Bug fix - correct problem with how express-session was exposed causing connect-redis to fail on init.
- Add unique identifiers to socket connections
- Update assertions to chai
- Re-org specs
Allow for specs to reset userCountCheck so that the auth providers can be reset after adding or removing accounts and get expected behavior.
- Rewrite specifications
- Provide test harness
- Get coverage to 90%
- Improve metrics keys / namespaces
- Bring socket abstractions up to feature parity with HTTP where possible
- Provide better error responses when trying to forward or redirect from a socket activation of an action
- Correctly capture user for socket.io
- Preserve header values from UPGRADE request during socket connection
- Fix socket stream implementation (streaming to client via socket)
Add .logout to to HTTP and Socket envelopes to make ending a session within a handler more straight-forward.
- Bug fix - public path was getting registered before middleware causing static resources under public to get served regardless of authorization.
- Formatting (esformatter and then manual clean up)
Bug fix - passport should not attempt to initialize when no auth provider is passed to init.
- Bug fix - auth middleware shouldn't get added to sockets twice
- Bug fix - user middleware should always come after auth middleware
- Simplify passport and http module interaction
- Fix broken socket.io authentication in ws.adapter.spec
- Add istanbul to gulpfile
Bug fixes. Bug fixes everywhere:
- Middleware wasn't correctly supporting 'eager' route definition
- Shifted Passport creation closer to actual usage
- Put missing demo dependencies into package file
- Do not set defaults on AutoHost's request instance
- Make try/catch opt-in for route handles
- Return 500 error when handle throws exception and using error handling for routes
- Allow definition of routes before calling init
- Support header setting on envelope reply
- Support cookies on envelope reply
- Added opt-in feature that pre-parses path variables for access within middelware. This could be terrible.
- Pass req.context to auth provider getUserRoles when calling from passport middleware.
Pass user object to auth libs vs. user.name.
Fix edge case causing passport middleware to re-authenticate users already in the session if the user object didn't have a name property.
- Remove the _autohost API/UI
- Pass request context to checkPermissions call to enable contextual authorization
- Add support for returning multiple resources from a single resource file
- Add support for a resource-level URL prefix
Bug fix causing regular expression URLs to get incorrectly prefixed with '/' when no api or url prefix was specified.
Bug fix for regular expression urls in the resource action. Add feature to prefix regular expressions with url and api prefixes.
Bug fix to prevent duplication of url and/or api prefixes when using a urlStrategy (as with hyped).
This prerelease changes the timing of how autohost loads resources and when they're passed on to adapters. This was done because of how hyped needs to have all resources available when constructing urls for child resources: the parent resource must be available in order to get its self url.

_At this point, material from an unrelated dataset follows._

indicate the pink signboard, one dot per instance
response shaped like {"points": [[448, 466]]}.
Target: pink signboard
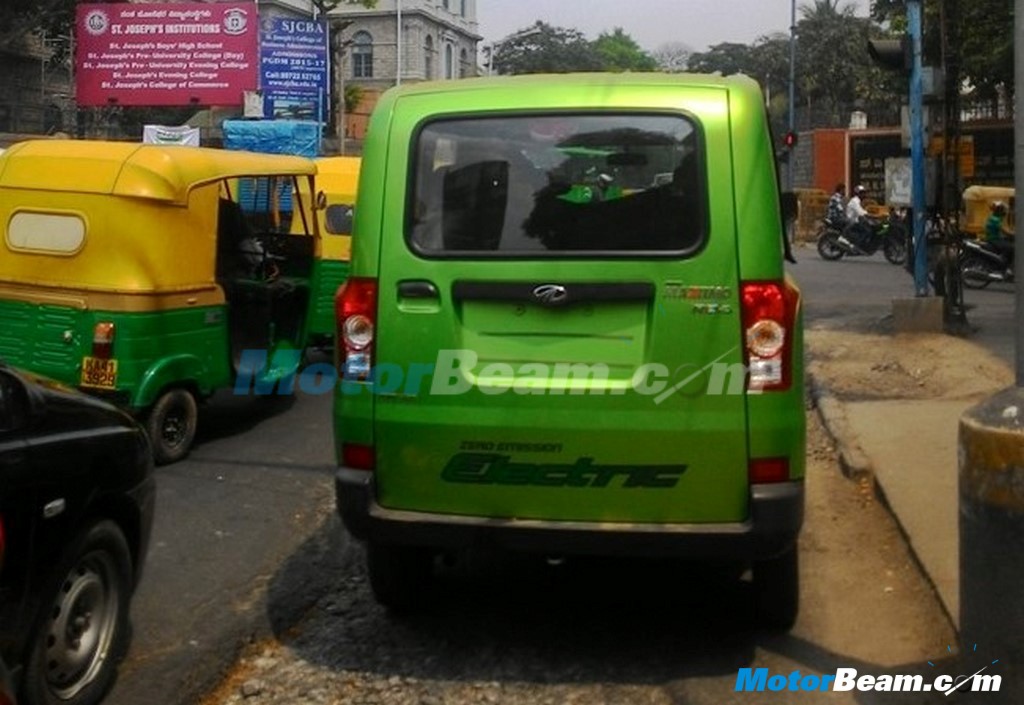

These changes allow hyped style period delimited path variables to be used in the resource definition while handing off a camel-case version of the variable to express (since it doesn't grok period delimited path variables).
- Add ability to supply url generation strategy (for use with hyped)
- Refactor resource loading so that all resources are loaded before being passed on to the adapters
Eliminate "feature" that prefixes action URLs with resource name - ultimately a bit of a dead end...
- Redesign of resource format
- Addition of extension points
- Init now returns a promise with a list of loaded resources
- Add ability to disable built-in options middleware
Rewritten from scratch to address several design flaws and lack of testability in the library. New design focuses on a general approach to resource handling and then passing off loaded resources to various transport adapters which then determine how to route incoming requests/messages to the correct resource/action.